Signed/unsigned comparison gives unexpected result

Question

a is a signed int and contains -100 b is an unsigned int and contains 500

a<b returns FALSE!!

Why on earth? :P

I can cast b to signed int and get the correct results, but leaving as is instead the result surprises me a lot, as I have no idea why -100<500 should be false, it's like if the compiler casts a to an unsigned type automatically (and this was clearly not requested by the programmer).

If we keep them as they are, i.e. the first signed and the second unsigned, then why should a

This is very confusing really.

Now I have to correct all of my code, looking for comparisons between signed and unsigned ints, and cast both variables to the type I mean. :-/

Is there any other situation I have to be careful about when mixing signed and unsigned types?

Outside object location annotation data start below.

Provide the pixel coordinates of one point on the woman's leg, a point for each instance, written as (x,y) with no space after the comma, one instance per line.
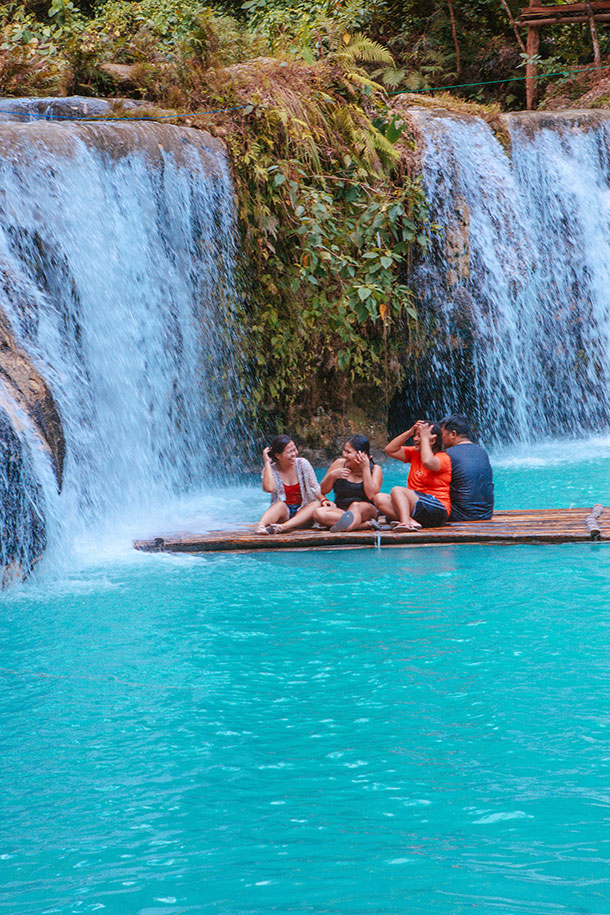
(363,512)
(303,518)
(383,501)
(327,516)
(404,501)
(274,514)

Please do not reply the obvious "generically the use of unsigned types is not adviceable, why don't you stick with only signed types? you will be much safer". THANKS.

Cheers.

Answer 1

According to the rules of integral promotions, when you perform an operation on a signed and an unsigned number with the same number of bits, the signed number is converted to unsigned.

Take a look at the binary representation of the two numbers. When a is re-interpreted as unsigned, it becomes 4294967196₁₀:

a=-100₁₀ becomes 11111111111111111111111110011100

b=+500₁₀ becomes 00000000000000000000000111110100

As you can see, a is greater than b when both numbers are interpreted as unsigned.

Is there any other situation I have to be careful about when mixing signed and unsigned types?

The answer to this question is a resounding "Yes" - you should be extremely careful when you mix signed and unsigned types. This is the reason why C++ compilers issue warnings when signed and unsigned types are mixed in the same expression. Addressing all these warnings is important, primarily because it helps you understand your own program.

why don't you stick with only signed types?

This is not a good advise - the are situations when you want unsigned types, because the real-life items that your program model cannot be negative, or because you use an integral type for its ability to store bit patterns - for example, to represent a subset of a small set. Unsigned types by themselves are not bad for your program, as long as you avoid mixing them with negative numbers, or provide explicit casts whenever such mixing need to occur.

Answer 2

Is there any other situation I have to be careful about when mixing signed and unsigned types?

Yes there are a number of situations. Any binary operator expression involving mixed data types must be resolved by conversion to some common type. If no explicit conversion is provided, the compiler will supply an implicit conversion according to the rules of the language.

For complex expressions a number of conversions may occur, and it is often difficult to be sure what will happen. You should not rely on your knowledge of the somewhat arcane rules - its easier to be clear than clever, especially if the code may later be maintained by someone else.

Ideally you should strive for type agreement in expressions, where that is not possible you should ensure that your compiler warning level is set sufficiently high to warn of unsafe implicit conversions and to regard all warnings as errors and fix them by appropriate casts. If you compiler does not generate such warnings, you might use a different compiler - not necessarily for deployment, but as a secondary check. Failing that a static analysis tool may help.

In general you can avoid most issues by preferring the use of plain int for all integer arithmetic data types (i.e. numbers you will perform arithmetic on). Even if the value should never be negative, so long as the positive range of int is sufficient it is better to use that to avoid implicit conversions in arithmetic operations.